Author/Authors :
Badalucco، نويسنده , , L. and De Cesare، نويسنده , , F. and Grego، نويسنده , , S. and Landi، نويسنده , , L. and Nannipieri، نويسنده , , P.، نويسنده ,
Abstract :
Evolution of CO2 was measured during a 24 h CHCl3 fumigation at 25°C in eight different soils (CO2F) The cumulative production of such CO2 was always lower than that evolved under the same conditions by unfumigated soils (CO2NF). However, for five of the eight soils, CO2F accounted for more than 50% of CO2NF. Neither CO2F nor CO2NF were singly or multiply correlated to soil pH, water holding capacity, Hg porosity and carbonate content, i.e. chemico-physical variables that could influence the release of CO2 from soil. Also other considerations suggest that abiological evolution of CO2 was likely to be negligible; thus, both CO2F and CO2NF were mostly of biological origin and, probably, the biomass surviving chloroform exposure, or partially lysed, was substantial. The ratio CO2F to CO2NF was taken as an indirect physiological assessment of the efficiency of CHCl3 in lysing microbial cells as, in principle, the lower CO2F compared to CO2NF the more efficient the chloroform fumigation.

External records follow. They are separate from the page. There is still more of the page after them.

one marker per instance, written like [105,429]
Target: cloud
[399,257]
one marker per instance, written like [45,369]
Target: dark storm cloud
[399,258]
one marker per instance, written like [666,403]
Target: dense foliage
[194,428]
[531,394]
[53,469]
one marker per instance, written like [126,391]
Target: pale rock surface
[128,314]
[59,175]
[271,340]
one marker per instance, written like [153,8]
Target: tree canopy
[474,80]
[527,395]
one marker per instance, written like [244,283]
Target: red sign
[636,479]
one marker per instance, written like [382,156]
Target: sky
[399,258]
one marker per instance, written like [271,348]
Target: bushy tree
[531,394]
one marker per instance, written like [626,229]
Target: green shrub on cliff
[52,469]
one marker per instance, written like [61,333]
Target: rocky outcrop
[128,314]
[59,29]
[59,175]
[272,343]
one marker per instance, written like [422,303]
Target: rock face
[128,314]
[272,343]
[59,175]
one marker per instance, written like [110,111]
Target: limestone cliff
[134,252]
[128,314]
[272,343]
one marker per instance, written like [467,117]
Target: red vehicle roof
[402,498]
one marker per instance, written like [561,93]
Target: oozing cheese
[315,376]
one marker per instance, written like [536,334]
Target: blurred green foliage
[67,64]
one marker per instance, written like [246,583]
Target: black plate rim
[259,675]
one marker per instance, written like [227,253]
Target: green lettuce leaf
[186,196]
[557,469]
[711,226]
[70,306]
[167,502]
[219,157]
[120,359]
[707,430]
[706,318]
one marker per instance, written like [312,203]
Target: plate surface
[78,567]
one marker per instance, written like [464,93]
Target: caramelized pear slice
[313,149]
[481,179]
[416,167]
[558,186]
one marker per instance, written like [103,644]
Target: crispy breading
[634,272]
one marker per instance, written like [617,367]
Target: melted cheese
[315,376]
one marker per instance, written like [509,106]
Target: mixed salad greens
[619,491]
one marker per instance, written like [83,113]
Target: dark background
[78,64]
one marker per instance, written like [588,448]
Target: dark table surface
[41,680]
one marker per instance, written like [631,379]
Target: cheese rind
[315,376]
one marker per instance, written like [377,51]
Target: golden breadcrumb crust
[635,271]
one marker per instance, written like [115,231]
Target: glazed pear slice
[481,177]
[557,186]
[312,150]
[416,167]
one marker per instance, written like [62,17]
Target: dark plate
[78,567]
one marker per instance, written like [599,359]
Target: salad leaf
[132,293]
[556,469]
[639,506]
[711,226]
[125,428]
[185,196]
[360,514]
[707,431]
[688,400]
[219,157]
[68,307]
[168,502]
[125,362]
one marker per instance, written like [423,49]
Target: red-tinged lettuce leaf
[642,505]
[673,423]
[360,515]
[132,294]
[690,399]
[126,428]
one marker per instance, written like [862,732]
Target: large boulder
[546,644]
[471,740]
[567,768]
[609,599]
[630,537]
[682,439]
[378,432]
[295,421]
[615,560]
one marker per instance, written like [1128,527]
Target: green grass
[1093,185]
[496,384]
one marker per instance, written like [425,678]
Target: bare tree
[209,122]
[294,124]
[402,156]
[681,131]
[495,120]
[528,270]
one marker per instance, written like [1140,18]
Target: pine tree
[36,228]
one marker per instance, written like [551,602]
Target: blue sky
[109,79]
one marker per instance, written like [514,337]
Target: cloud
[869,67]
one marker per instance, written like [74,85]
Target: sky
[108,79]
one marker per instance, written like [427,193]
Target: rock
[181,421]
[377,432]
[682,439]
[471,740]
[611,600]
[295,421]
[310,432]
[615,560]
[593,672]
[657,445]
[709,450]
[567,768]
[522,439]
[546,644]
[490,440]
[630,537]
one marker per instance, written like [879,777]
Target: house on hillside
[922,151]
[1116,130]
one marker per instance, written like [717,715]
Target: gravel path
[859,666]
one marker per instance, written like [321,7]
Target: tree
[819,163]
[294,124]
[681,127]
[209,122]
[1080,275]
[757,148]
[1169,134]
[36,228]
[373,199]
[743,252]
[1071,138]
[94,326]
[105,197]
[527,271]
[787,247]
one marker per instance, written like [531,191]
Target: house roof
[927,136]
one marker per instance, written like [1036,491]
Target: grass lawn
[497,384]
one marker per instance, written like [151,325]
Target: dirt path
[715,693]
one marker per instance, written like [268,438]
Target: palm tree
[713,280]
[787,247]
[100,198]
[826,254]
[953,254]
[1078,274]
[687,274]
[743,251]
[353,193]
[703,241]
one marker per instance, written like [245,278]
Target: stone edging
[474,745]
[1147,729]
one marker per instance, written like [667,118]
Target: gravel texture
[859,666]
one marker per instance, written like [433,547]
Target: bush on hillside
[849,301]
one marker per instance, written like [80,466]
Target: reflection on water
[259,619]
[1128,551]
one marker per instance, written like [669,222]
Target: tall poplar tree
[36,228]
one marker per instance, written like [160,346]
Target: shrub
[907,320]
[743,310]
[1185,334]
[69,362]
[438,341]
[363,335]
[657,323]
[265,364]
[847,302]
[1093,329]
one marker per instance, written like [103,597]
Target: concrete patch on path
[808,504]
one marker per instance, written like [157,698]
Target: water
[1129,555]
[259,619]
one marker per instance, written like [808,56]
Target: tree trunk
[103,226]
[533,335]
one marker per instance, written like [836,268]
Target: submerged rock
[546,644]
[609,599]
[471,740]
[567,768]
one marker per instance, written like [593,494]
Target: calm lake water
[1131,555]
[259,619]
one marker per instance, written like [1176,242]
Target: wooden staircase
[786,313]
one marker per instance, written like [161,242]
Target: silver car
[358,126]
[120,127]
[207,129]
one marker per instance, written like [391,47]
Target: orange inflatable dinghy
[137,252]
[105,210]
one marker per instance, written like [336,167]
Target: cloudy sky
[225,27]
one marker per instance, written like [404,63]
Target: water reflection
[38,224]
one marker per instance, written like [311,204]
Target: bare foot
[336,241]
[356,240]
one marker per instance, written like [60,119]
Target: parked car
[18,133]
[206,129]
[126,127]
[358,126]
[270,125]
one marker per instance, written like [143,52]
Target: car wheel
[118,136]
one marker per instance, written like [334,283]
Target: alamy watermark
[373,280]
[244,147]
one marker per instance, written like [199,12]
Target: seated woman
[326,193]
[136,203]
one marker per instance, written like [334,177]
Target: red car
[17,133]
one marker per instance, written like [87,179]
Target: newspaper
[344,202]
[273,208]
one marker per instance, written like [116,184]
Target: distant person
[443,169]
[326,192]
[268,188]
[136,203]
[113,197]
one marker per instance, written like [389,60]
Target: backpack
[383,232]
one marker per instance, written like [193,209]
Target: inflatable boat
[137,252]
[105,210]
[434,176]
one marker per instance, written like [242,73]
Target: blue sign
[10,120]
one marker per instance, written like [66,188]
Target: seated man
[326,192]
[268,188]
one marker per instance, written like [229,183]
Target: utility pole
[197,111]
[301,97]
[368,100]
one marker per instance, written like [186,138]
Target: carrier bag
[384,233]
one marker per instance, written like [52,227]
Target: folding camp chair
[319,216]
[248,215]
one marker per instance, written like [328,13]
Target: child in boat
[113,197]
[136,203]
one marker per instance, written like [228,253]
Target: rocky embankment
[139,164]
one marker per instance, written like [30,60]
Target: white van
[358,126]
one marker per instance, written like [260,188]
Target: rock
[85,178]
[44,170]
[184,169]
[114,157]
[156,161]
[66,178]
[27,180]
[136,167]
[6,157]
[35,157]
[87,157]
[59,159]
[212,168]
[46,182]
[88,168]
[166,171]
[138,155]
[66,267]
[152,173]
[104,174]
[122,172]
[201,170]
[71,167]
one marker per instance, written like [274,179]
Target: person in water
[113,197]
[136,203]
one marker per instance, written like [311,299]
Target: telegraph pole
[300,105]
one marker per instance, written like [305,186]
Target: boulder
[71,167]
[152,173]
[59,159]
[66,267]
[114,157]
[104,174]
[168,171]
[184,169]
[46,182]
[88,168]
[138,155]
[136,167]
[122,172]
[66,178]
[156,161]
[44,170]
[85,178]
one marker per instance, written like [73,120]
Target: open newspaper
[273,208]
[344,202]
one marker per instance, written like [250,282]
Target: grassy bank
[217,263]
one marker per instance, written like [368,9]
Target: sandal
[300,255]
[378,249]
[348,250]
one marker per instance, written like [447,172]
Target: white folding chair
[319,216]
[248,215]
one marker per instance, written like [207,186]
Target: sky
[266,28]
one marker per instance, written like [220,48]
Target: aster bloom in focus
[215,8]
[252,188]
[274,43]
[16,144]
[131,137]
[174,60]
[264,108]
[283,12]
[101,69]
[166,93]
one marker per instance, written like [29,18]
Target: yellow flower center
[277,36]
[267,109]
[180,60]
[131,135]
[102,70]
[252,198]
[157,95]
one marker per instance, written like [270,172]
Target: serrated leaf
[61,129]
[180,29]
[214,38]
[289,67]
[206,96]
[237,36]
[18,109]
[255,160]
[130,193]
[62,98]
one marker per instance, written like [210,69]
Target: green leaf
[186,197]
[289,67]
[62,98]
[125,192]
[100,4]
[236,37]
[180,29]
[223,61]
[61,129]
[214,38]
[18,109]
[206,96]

This ratio was significantly multiply correlated with several combinations of independent variables, including a wide range of soil physico-chemical properties (Hg porosity, storage porosity, water holding capacity, sand, silt, organic C and carbonate contents) related to soil structure. These significant correlations were functionally confirmed because the dynamics of the CO2F evolution during fumigation was related to the relative structural stability of the soils. Other correlations seemed to indicate that the positive relationships reported earlier between clay content and organic C made extractable by CHCl3 (EC: from which biomass C is calculated in the FE method for estimating soil microbial biomass) could be largely dependent on the relative ability of chloroform to permeate pores in different soils. It is highly probable that the efficiency of CHCl3 in lysing microbial cells is strongly influenced by the soil structural properties. This could be one of the reasons why the calibration procedures for calculating KC and KEC generate quite dissimilar values.